5, Coût et fabrication : le jeu entre échelle et barrières technologiques
Coût du matériel
La chaîne industrielle des écrans LCD est mature et les composants tels que les substrats en verre, les matériaux à cristaux liquides et les modules de rétroéclairage ont de faibles coûts, ce qui les rend largement utilisés dans les instruments industriels de milieu et bas de gamme. L'OLED nécessite l'utilisation de matériaux organiques émettant de la lumière-et d'équipements de dépôt en phase vapeur de précision, avec des coûts de matériaux élevés (en particulier pour les panneaux-de grande taille). Actuellement, il est principalement utilisé dans les équipements industriels haut de gamme tels que les instruments d'aviation et les écrans médicaux.
Difficulté de fabrication
LCD manufacturing process is stable, with a high yield rate (>95 %), adapté à une production-à grande échelle. L'OLED nécessite le dépôt de matériaux organiques dans un environnement sous vide via une machine de dépôt en phase vapeur, ce qui est un processus complexe (tel que le contrôle de la précision de l'alignement des pixels au niveau micrométrique) et a un faible taux de rendement (environ 70 % à 80 %), ce qui entraîne des coûts globaux élevés.

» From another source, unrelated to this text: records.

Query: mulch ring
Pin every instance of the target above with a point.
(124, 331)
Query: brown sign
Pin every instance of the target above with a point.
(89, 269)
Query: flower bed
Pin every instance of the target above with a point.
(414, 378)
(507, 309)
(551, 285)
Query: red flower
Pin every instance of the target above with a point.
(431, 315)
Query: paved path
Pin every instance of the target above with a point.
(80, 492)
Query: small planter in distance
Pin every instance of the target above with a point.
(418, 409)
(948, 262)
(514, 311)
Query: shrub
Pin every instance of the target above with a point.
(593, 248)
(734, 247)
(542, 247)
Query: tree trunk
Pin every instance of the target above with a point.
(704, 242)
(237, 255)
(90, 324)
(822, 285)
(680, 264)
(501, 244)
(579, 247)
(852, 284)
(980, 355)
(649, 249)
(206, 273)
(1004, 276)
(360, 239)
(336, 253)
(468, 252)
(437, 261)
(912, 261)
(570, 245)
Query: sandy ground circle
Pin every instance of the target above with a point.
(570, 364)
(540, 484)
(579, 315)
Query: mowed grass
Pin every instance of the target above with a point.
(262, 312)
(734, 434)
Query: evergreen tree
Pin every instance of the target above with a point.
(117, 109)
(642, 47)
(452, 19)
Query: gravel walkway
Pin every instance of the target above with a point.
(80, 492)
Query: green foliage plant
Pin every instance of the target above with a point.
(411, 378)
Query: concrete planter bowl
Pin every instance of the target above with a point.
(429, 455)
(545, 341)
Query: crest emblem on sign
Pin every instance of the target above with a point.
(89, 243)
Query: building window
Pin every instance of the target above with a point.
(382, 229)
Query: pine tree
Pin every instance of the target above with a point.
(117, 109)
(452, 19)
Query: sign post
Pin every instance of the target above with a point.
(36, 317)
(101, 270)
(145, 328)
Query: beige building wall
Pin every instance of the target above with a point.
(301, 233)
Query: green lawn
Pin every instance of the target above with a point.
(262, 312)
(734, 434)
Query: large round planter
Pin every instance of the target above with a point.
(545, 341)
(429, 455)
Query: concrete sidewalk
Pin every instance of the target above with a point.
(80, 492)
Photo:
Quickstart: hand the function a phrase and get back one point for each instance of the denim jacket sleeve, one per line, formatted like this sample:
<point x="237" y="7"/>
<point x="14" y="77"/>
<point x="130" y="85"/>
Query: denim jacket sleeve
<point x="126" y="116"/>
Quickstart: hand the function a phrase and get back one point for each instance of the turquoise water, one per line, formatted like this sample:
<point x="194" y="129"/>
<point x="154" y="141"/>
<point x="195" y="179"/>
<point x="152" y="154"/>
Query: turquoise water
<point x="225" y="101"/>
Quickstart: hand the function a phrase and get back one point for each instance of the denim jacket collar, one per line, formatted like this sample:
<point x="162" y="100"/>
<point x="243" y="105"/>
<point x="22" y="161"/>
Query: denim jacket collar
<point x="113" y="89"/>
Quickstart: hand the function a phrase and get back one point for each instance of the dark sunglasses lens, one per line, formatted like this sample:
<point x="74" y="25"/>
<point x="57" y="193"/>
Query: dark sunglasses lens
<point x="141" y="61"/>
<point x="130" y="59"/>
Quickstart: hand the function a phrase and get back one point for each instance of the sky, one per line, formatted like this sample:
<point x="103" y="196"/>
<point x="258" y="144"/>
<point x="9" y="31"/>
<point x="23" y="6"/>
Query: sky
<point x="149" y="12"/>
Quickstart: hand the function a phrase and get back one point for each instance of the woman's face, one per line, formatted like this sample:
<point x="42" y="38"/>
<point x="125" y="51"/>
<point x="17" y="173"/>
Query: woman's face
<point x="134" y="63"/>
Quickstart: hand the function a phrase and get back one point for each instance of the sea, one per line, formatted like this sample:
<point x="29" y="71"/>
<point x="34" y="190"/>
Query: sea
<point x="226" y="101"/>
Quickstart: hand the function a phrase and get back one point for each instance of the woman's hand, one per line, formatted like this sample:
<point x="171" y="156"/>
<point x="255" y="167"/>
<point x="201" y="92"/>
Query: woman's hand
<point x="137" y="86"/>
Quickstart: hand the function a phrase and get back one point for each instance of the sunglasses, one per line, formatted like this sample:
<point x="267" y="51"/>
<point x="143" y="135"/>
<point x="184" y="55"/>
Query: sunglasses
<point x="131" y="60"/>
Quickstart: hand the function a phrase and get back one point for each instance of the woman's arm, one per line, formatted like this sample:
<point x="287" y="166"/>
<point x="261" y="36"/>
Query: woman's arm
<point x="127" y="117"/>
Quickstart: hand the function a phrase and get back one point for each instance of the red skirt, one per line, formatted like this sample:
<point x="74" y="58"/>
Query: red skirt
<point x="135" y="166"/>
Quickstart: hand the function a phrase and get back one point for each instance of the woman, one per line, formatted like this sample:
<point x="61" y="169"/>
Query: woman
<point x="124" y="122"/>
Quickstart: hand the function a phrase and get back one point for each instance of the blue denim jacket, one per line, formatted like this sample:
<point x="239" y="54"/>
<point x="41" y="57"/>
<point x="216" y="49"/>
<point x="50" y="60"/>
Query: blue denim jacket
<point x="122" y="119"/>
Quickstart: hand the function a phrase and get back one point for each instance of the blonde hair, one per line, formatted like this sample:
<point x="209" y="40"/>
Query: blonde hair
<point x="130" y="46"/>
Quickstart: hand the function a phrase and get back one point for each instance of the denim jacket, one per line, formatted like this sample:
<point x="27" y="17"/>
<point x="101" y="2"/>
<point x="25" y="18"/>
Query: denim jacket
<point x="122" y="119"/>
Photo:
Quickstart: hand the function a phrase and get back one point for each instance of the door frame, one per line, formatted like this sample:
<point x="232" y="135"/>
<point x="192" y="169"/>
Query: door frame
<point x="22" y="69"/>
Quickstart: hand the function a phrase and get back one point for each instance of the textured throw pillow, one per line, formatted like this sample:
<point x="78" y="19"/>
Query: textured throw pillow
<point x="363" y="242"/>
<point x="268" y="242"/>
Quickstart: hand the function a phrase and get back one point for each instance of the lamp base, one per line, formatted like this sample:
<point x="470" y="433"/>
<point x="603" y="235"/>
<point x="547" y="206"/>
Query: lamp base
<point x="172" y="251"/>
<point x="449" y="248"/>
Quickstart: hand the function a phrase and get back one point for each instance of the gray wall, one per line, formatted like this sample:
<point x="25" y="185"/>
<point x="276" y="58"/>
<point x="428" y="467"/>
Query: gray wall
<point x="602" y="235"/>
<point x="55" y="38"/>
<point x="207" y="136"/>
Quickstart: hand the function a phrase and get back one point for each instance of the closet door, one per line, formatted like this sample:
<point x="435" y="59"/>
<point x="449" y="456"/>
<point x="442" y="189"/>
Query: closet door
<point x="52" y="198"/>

6, Scénarios d'application industrielle : adaptation précise des besoins différenciés
Scénarios applicables à l'écran LCD
Affichage statique à long terme : tel que les voyants d'état de fonctionnement de l'appareil et les panneaux d'affichage des paramètres.
Équipements sensibles aux coûts : tels que les-contrôleurs industriels d'entrée de gamme et les-IHM (interface homme-machine) bas de gamme.
Environnements extrêmes : tels que les panneaux d'affichage extérieurs, les systèmes de surveillance pétrochimique (nécessitant une résistance aux températures élevées, à la poussière et à l'eau).
Scénarios applicables OLED
Exigences de contraste élevé : telles que les instruments d'aviation et les écrans d'endoscopes médicaux (nécessitant un affichage clair des détails sombres).
Exigences d'affichage flexibles : telles que les appareils portables et les instruments industriels incurvés (tels que les endoscopes de pipeline).
Appareils portables à faible consommation : tels que les instruments de détection portables et les compteurs intelligents (nécessitant une longue durée de vie de la batterie).